Look to your heart when the trouble starts!
It’s girls this thing that I’m describing
Girls that make a man keep striving
Many shapes and sizes
Man’s greatest prize
Is girls! (girls) Girls! (girls)

Tell me, how many red-blooded fellows would not concur with Chuck’s sentiments? (Sorry, girls, I mean women…). Another, rather less loaded but joyous and celebratory Northern Soul classic is Robert Knight’s “The Power of Love,” which cheekily borrows its melody from Tchaikovsky’s “Marche Slave.” The Toys’ “Lover’s Concerto” – a bit too prettily successful for my liking – flagrantly borrows in turn from Bach’s Minuet in G major, which I was playing for my Grade II piano at the very time the girl-group were high in the charts.
But it’s the Toys’ less successful follow-up “Attack” that is far more Northern Soulful. Its changes of key and still more its lyrics, are unforgettable.
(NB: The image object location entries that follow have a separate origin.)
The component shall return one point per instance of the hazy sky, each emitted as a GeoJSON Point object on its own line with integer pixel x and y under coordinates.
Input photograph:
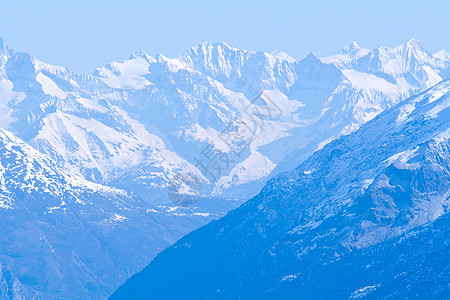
{"type": "Point", "coordinates": [83, 35]}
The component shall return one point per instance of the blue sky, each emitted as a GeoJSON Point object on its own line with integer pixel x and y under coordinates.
{"type": "Point", "coordinates": [83, 35]}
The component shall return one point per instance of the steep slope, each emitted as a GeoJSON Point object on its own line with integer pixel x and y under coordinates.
{"type": "Point", "coordinates": [369, 198]}
{"type": "Point", "coordinates": [62, 237]}
{"type": "Point", "coordinates": [144, 122]}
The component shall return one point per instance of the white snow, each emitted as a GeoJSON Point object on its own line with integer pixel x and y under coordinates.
{"type": "Point", "coordinates": [50, 87]}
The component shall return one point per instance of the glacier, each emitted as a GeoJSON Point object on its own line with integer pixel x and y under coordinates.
{"type": "Point", "coordinates": [367, 216]}
{"type": "Point", "coordinates": [110, 152]}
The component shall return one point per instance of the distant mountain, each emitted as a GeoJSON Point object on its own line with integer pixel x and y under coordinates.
{"type": "Point", "coordinates": [140, 123]}
{"type": "Point", "coordinates": [365, 216]}
{"type": "Point", "coordinates": [63, 237]}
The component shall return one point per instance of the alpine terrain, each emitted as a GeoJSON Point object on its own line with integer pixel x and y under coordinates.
{"type": "Point", "coordinates": [367, 216]}
{"type": "Point", "coordinates": [101, 172]}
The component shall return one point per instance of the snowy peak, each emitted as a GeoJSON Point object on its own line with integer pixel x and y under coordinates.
{"type": "Point", "coordinates": [281, 55]}
{"type": "Point", "coordinates": [347, 54]}
{"type": "Point", "coordinates": [349, 48]}
{"type": "Point", "coordinates": [442, 55]}
{"type": "Point", "coordinates": [144, 55]}
{"type": "Point", "coordinates": [413, 44]}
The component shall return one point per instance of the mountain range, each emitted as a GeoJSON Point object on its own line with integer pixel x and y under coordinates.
{"type": "Point", "coordinates": [141, 152]}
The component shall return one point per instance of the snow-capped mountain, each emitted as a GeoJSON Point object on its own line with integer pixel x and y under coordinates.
{"type": "Point", "coordinates": [62, 237]}
{"type": "Point", "coordinates": [367, 215]}
{"type": "Point", "coordinates": [140, 123]}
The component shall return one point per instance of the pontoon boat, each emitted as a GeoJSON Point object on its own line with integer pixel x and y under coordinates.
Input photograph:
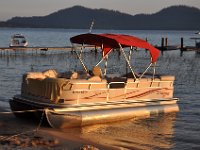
{"type": "Point", "coordinates": [18, 40]}
{"type": "Point", "coordinates": [91, 97]}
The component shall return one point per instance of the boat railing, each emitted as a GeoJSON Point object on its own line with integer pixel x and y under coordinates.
{"type": "Point", "coordinates": [130, 84]}
{"type": "Point", "coordinates": [117, 88]}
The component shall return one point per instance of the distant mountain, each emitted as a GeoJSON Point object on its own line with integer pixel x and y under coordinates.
{"type": "Point", "coordinates": [78, 17]}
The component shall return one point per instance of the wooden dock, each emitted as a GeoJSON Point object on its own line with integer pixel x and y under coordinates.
{"type": "Point", "coordinates": [67, 48]}
{"type": "Point", "coordinates": [165, 47]}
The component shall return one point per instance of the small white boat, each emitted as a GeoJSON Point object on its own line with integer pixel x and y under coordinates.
{"type": "Point", "coordinates": [18, 40]}
{"type": "Point", "coordinates": [83, 98]}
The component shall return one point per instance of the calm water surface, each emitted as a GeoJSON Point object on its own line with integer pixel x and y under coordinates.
{"type": "Point", "coordinates": [169, 131]}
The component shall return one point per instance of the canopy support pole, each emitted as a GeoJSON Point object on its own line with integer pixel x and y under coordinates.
{"type": "Point", "coordinates": [145, 70]}
{"type": "Point", "coordinates": [128, 62]}
{"type": "Point", "coordinates": [106, 64]}
{"type": "Point", "coordinates": [154, 70]}
{"type": "Point", "coordinates": [80, 59]}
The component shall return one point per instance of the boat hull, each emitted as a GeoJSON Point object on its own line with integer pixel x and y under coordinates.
{"type": "Point", "coordinates": [65, 116]}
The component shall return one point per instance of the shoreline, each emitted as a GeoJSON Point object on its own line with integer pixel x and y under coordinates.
{"type": "Point", "coordinates": [18, 133]}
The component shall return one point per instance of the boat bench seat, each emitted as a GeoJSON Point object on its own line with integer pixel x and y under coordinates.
{"type": "Point", "coordinates": [87, 84]}
{"type": "Point", "coordinates": [162, 81]}
{"type": "Point", "coordinates": [49, 88]}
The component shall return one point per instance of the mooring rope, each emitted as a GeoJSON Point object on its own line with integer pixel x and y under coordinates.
{"type": "Point", "coordinates": [21, 111]}
{"type": "Point", "coordinates": [4, 138]}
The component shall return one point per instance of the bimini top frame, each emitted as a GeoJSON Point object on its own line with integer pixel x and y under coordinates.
{"type": "Point", "coordinates": [108, 42]}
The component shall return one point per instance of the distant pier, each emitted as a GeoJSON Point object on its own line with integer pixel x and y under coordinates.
{"type": "Point", "coordinates": [166, 47]}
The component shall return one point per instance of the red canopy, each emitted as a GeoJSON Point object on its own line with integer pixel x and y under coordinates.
{"type": "Point", "coordinates": [109, 41]}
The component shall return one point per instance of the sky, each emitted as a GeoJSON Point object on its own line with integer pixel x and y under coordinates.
{"type": "Point", "coordinates": [12, 8]}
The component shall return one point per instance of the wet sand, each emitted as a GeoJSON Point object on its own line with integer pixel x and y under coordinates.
{"type": "Point", "coordinates": [16, 133]}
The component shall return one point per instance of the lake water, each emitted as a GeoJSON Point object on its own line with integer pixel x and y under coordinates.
{"type": "Point", "coordinates": [169, 131]}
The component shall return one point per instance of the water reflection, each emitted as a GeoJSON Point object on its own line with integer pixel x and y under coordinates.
{"type": "Point", "coordinates": [147, 133]}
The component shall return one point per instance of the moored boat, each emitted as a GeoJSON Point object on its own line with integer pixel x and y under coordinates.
{"type": "Point", "coordinates": [88, 97]}
{"type": "Point", "coordinates": [18, 40]}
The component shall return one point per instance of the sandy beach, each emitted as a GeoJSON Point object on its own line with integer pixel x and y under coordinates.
{"type": "Point", "coordinates": [20, 134]}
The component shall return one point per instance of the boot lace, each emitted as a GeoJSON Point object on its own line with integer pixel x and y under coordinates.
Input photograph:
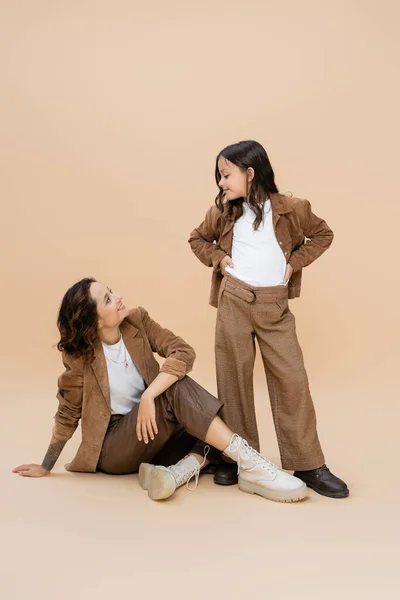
{"type": "Point", "coordinates": [255, 456]}
{"type": "Point", "coordinates": [187, 473]}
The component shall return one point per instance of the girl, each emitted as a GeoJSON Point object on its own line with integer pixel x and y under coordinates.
{"type": "Point", "coordinates": [257, 241]}
{"type": "Point", "coordinates": [129, 409]}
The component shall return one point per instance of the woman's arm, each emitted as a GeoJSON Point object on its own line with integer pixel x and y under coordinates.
{"type": "Point", "coordinates": [50, 459]}
{"type": "Point", "coordinates": [146, 425]}
{"type": "Point", "coordinates": [66, 419]}
{"type": "Point", "coordinates": [178, 354]}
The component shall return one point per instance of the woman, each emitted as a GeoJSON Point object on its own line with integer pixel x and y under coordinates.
{"type": "Point", "coordinates": [129, 408]}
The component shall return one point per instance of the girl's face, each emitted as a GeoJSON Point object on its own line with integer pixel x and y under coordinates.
{"type": "Point", "coordinates": [111, 311]}
{"type": "Point", "coordinates": [234, 182]}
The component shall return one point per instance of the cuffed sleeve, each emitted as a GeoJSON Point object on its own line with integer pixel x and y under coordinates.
{"type": "Point", "coordinates": [70, 394]}
{"type": "Point", "coordinates": [203, 240]}
{"type": "Point", "coordinates": [178, 354]}
{"type": "Point", "coordinates": [319, 238]}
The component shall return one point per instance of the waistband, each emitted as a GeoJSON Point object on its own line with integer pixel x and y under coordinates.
{"type": "Point", "coordinates": [251, 293]}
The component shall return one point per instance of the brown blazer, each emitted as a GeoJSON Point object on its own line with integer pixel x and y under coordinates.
{"type": "Point", "coordinates": [84, 391]}
{"type": "Point", "coordinates": [302, 235]}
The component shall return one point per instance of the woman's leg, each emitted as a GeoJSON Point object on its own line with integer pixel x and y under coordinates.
{"type": "Point", "coordinates": [185, 404]}
{"type": "Point", "coordinates": [256, 474]}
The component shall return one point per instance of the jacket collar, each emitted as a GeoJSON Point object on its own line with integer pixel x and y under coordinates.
{"type": "Point", "coordinates": [134, 345]}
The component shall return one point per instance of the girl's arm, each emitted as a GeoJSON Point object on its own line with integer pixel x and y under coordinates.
{"type": "Point", "coordinates": [70, 394]}
{"type": "Point", "coordinates": [319, 235]}
{"type": "Point", "coordinates": [204, 240]}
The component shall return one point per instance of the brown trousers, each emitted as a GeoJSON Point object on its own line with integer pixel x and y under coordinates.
{"type": "Point", "coordinates": [246, 313]}
{"type": "Point", "coordinates": [184, 413]}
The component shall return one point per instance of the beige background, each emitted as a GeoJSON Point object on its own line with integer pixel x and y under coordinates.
{"type": "Point", "coordinates": [112, 114]}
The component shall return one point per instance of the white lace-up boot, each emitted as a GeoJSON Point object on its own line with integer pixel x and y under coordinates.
{"type": "Point", "coordinates": [161, 482]}
{"type": "Point", "coordinates": [257, 475]}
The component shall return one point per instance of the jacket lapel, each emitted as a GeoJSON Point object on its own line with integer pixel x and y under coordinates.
{"type": "Point", "coordinates": [135, 346]}
{"type": "Point", "coordinates": [99, 368]}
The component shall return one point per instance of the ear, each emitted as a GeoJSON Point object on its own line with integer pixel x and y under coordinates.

I’ll treat you to the first couple of verses, and the plot thickens:

Once I walked beside you, so in love were we then
It had always been that way since we were children
Then one day she saw you, lied and flirted for you
Helplessly I watched her take your love away.
While she’s not with you she cheats and she enjoys to
How can I sit by and cry while she destroys you?
Though you may not want me, my heart keeps repeating
Onward, onward, time to stop retreating
Attack! Attack!

Awesome stuff, Northern Soul as emotional revenge. I wish Frankie Valli had recorded a cover with his famed falsetto.

Indeed, the genre is more than music, more than dance, more than a provincial British working-class cultural movement and, if you dare condemn it for colonialist appropriation, I can but pity you.

In its heyday and in its ageing aficionados’ hearts, it was something fundamental, a way of life, a faith. Lest we forget, its celebrated logo – itself a cheeky appropriation of the Black Power clenched fist – exhorts us to “Keep the faith.” Well, I’m a believer!


Dr. Mark Stocker is the resident Greek and Renaissance dance critic for the Postil Magazine.